39. It might be thought that Section 26 evidences a general intention on the part of the legislature to limit, in the interests of economy or otherwise, the amount of evidence that can be given. But this seems inconsistent with the power to make recommendations of a general kind and with the necessity to summon a jury if “the death of the deceased occurred in circumstances the continuance or possible recurrence of which would be prejudicial to the health or safety of the public or any section of the public”.

The apprehensions of the Health Board

40. In his judgement in this case the learned trial judge referred to the jury’s power to make general recommendations and added:-

      “The Health Board makes no secret of the fact that it is afraid that a misguided jury could make a recommendation not warranted on the evidence but which could be extremely damaging to public confidence in the vaccine practices”.
41. In my opinion this apprehension is an inappropriate one both in law and on the basis of practical experience.

42. Firstly, the scheme of a Coroner’s Act is clearly one which envisages the consideration by a jury of circumstances of possible prejudice to the health or safety to the public or any section thereof. That such circumstances can extend to medical misadventure is illustrated by the terms of Section 18(4) which envisage the reporting of a death “in such circumstances as may require investigation (including death as a result of the administration of an anaesthetic)”. The acknowledged general purposes of a coroner’s inquest, set out above, tend to emphasise, inter alia, the role of an inquest in allaying public disquiet and drawing attention to circumstances which, if unremedied, might lead to further deaths, as well as to the advancement of public knowledge.

43. Secondly, it does not seem to me unreasonable that a jury should be involved in this exercise. Especially in a time when decisions in many areas are taken by professional and administrative elites whose ability to communicate meaningfully with the general public is sometimes questionable, the basis on which the Oireachtas have elected to involve a jury in matters such as those under discussion in this case, seems both clear and justifiable. Moreover, there is nothing in the history of the discharge by juries of the duties assigned to them to suggest that there is any basis for a genuine apprehension that a jury would proceed on a basis not warranted by the evidence. The apprehension itself, in my view, is wholly unwarranted by evidence or experience.

44. S26 is in my view, in contemporary conditions, a serious obstacle to the proper discharge of the statutory duty of a coroner in the more complex type of inquest, whether he or she is sitting alone or with a jury.

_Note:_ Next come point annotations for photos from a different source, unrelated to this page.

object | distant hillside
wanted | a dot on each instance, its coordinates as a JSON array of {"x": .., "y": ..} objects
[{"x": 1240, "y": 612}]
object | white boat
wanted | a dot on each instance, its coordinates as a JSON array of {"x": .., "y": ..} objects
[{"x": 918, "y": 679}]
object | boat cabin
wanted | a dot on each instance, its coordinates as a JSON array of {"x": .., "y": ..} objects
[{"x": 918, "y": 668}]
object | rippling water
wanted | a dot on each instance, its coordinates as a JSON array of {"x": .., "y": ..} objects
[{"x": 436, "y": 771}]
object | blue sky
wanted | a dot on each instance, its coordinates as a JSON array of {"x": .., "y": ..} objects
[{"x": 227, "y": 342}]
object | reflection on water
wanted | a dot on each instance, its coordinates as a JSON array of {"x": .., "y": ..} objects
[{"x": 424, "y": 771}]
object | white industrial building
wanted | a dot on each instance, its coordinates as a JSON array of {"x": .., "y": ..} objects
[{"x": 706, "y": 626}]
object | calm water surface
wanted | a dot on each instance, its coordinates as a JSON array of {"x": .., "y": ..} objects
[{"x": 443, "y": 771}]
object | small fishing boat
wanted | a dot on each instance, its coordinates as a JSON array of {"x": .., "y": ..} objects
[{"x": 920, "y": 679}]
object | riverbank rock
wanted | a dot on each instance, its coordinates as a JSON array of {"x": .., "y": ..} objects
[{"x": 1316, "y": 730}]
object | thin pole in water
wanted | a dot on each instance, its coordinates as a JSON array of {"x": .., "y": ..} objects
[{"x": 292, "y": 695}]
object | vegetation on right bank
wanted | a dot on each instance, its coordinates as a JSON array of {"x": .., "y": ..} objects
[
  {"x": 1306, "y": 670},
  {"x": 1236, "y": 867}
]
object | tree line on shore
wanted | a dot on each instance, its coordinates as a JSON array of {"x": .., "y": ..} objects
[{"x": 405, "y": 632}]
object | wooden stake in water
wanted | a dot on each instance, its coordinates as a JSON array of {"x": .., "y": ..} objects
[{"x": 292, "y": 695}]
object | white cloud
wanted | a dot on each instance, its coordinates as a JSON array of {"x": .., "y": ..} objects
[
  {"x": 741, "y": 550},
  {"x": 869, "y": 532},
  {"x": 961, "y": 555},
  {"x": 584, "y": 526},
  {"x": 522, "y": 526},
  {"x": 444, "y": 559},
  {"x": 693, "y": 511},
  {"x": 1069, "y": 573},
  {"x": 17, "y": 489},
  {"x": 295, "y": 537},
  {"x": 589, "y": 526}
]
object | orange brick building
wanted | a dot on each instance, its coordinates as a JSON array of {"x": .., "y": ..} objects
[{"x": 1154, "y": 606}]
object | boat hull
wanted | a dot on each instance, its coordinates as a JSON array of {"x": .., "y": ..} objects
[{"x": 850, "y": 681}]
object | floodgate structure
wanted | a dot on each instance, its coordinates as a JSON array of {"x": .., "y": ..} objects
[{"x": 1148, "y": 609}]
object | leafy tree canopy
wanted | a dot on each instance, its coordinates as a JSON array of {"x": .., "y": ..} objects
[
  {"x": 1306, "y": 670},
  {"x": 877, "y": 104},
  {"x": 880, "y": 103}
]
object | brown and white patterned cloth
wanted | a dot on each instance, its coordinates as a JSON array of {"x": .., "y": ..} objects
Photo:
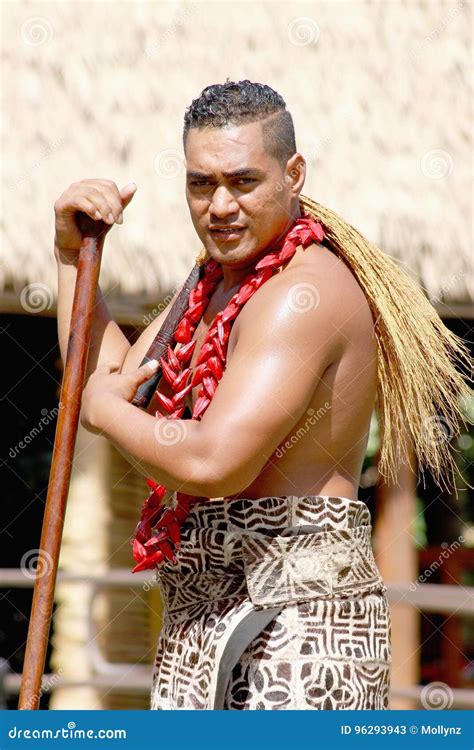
[{"x": 275, "y": 603}]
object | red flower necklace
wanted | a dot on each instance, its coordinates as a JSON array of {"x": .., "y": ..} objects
[{"x": 158, "y": 530}]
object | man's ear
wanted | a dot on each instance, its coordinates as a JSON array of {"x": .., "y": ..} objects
[{"x": 295, "y": 173}]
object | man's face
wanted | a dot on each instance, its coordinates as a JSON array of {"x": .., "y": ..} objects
[{"x": 220, "y": 194}]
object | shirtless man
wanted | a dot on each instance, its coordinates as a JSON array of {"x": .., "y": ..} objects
[
  {"x": 283, "y": 366},
  {"x": 291, "y": 415}
]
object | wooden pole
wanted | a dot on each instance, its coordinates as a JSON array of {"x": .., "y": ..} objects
[{"x": 82, "y": 314}]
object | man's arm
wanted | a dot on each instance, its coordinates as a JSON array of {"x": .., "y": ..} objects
[{"x": 278, "y": 361}]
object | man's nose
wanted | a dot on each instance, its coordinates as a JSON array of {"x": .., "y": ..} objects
[{"x": 223, "y": 202}]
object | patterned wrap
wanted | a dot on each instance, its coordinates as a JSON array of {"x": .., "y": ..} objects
[{"x": 275, "y": 603}]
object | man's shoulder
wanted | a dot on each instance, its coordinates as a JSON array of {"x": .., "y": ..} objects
[{"x": 315, "y": 283}]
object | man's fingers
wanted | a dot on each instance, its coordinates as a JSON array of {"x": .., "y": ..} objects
[
  {"x": 127, "y": 193},
  {"x": 108, "y": 367}
]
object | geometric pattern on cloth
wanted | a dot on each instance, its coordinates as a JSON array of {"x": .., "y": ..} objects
[{"x": 274, "y": 603}]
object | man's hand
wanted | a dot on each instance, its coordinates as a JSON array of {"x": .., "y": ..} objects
[
  {"x": 107, "y": 385},
  {"x": 99, "y": 199}
]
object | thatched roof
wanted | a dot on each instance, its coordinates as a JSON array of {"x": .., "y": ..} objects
[{"x": 379, "y": 94}]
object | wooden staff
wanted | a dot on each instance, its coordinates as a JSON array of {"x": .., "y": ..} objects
[
  {"x": 165, "y": 336},
  {"x": 93, "y": 233}
]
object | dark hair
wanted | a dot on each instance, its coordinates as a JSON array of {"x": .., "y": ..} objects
[{"x": 241, "y": 102}]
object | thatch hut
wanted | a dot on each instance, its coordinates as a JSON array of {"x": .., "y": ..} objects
[{"x": 370, "y": 89}]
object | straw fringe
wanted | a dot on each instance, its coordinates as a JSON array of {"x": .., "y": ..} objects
[{"x": 420, "y": 392}]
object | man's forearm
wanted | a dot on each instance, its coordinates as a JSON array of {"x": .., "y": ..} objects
[
  {"x": 108, "y": 343},
  {"x": 170, "y": 451}
]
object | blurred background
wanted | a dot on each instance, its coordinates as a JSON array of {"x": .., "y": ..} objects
[{"x": 380, "y": 94}]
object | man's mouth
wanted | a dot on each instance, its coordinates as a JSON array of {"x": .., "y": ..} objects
[{"x": 227, "y": 233}]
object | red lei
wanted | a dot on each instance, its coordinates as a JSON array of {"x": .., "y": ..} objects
[{"x": 158, "y": 530}]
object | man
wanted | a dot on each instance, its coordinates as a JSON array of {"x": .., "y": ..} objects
[{"x": 272, "y": 595}]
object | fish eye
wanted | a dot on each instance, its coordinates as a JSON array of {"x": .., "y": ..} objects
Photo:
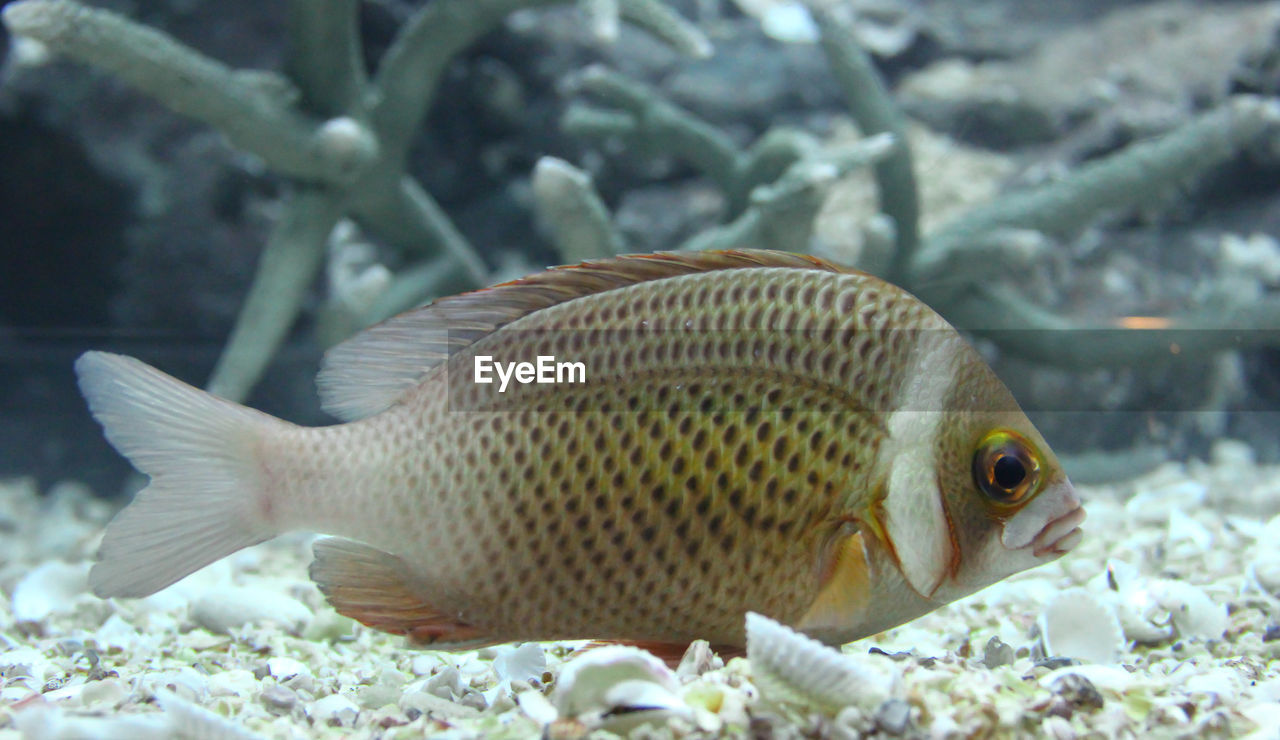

If a coroner feels that the question of “how the death occurred” cannot be answered without further evidence, it seems remarkable that he cannot obtain it.

Conclusion

45. I conclude that the vires of the coroner do not extend to the reception of the evidence of Dr. Butler or any other medical practitioner with a view to considering whether the three in one injection caused or contributed to the death of the deceased. On this narrow ground I would dismiss the appeal.